After dominating the iTunes charts, winning a Grammy Award in 2007 and nurturing his music label on Universal Records, Chamillionaire certainly has money in the bank.
But the rapper is fulfilling his self-professed transformation. In chameleon-like fashion, he appears to be changing -- from feared underground-rap up-and-comer to a technology-consumed geek.
He spends a great deal of time on Twitter, conversing directly with fans and sending dozens of tweets some days. That time commitment is one of the reasons Miley Cyrus says she ditched Twitter.
Perhaps surprisingly, the platinum-selling rapper is a regular at technology conferences. He showed up at Digital Hollywood last year and sat on the panel of judges at TechCrunch50 last month. Pop & Hiss met up with Chamillionaire a few weeks ago at 140: The Twitter Conference in Los Angeles, where the rapper participated in panels the first day and, unlike most celebs, returned the second day to listen.
Looking around the room, Chamillionaire, with his backward cap, T-shirt and gold chain necklace, isn't hard to pick out from the sharply dressed twenty- and thirtysomethings. We predict the vast majority have Jack Johnson on their iPods.
Why is Chamillionaire here?
"People always put you in a box as a rapper," Chamillionaire said passionately, "especially when I get up on a panel and start speaking, and I start speaking when I got some sense. They're like, 'Oh, well, I didn't expect him to have sense.'
"I'm a human before I'm even a rapper," he said. "I'm just like you. I want to know about interesting things and new things that are coming out. If Google is coming out with Google Wave, I want to know too, just like you want to know."
Is Chamillionaire a closet geek? "Not necessarily, man," he said. "I just think knowledge makes the world go 'round, man. So, if that makes me a geek, then cool."
Before Twitter was in the public eye, Chamillionaire had met Twitter's co-founders at -- where else -- a tech conference. "They were telling me all about Twitter," Chamillionaire said. "And I was like, 'Man, I don't now if that's going to work, man. I think people want more, not less.' "
Chamillionaire may not have a future as a tech visionary, but he can definitely put it to good business use.
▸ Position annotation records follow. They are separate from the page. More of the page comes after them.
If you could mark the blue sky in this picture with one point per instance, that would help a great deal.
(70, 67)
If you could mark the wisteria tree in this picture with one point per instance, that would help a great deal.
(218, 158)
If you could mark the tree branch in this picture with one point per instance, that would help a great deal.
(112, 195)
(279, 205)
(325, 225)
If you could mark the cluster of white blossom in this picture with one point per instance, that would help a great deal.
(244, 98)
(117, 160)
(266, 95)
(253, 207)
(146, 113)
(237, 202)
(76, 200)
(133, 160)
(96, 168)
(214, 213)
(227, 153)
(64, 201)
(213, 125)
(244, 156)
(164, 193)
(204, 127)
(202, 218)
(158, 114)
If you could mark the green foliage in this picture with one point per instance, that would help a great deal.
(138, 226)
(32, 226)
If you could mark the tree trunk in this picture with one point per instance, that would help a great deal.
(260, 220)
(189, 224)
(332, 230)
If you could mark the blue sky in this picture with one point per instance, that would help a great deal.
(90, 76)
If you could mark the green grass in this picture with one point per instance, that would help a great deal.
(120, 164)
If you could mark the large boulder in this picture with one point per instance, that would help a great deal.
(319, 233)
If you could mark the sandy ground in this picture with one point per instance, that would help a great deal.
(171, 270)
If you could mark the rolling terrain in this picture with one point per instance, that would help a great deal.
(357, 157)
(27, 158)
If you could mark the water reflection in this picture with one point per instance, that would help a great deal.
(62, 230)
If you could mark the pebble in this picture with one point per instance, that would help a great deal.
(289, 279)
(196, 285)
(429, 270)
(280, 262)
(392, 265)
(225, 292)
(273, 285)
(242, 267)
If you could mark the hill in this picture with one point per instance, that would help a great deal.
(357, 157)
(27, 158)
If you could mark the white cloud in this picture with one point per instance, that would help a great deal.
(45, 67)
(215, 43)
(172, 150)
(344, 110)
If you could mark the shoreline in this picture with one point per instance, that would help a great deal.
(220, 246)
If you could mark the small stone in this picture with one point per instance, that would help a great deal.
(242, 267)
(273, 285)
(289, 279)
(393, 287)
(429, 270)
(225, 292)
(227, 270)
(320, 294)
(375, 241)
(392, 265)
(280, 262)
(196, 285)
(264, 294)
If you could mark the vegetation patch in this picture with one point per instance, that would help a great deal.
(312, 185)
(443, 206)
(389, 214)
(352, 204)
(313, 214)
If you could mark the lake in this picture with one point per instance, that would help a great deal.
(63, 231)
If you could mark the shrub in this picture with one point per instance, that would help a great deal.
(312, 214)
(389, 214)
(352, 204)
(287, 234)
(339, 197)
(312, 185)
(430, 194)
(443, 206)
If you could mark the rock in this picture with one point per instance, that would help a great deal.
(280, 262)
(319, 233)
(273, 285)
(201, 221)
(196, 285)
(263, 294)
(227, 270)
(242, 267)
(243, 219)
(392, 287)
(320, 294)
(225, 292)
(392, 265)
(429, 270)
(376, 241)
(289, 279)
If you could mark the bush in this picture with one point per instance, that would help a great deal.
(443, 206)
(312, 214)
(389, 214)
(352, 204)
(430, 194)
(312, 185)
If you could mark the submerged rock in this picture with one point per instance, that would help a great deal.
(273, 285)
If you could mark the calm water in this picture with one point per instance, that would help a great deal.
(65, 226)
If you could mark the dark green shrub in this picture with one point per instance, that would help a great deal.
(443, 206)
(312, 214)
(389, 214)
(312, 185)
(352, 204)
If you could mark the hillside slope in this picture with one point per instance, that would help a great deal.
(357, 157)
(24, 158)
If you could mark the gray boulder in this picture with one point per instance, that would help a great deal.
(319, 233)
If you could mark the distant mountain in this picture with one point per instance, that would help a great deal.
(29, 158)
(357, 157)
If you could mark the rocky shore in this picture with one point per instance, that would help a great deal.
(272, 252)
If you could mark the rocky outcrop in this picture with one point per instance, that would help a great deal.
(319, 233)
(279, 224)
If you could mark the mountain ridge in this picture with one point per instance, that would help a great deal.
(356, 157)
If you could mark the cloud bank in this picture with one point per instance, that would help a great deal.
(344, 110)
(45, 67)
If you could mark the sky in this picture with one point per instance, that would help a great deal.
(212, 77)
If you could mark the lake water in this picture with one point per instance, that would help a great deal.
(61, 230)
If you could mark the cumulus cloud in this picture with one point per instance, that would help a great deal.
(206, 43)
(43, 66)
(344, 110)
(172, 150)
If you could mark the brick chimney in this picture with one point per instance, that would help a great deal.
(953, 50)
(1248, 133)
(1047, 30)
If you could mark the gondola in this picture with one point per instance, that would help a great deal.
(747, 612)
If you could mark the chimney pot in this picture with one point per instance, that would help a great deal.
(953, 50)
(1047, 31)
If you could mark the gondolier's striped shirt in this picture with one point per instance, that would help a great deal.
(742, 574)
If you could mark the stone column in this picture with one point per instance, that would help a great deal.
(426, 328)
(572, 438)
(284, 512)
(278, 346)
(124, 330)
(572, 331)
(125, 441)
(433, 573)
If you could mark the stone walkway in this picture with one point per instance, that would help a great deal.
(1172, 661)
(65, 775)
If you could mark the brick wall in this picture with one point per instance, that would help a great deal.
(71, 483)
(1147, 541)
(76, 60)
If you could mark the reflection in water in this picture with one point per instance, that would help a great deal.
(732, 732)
He still makes music, but his priorities have shifted since the days when he was an unknown crafting mixtapes at home.
Now, Chamillionaire has more conversations about consumer bases and social-media marketing than rhyme schemes. "It's kind of hard because it messes up the creative part," he said. "My last album, I had to be the administrator on the whole project. So, I basically had to deal with every signature, every lawyer."
"I try to balance it, but at the end of the day, man, it's like 90% business, 10% music."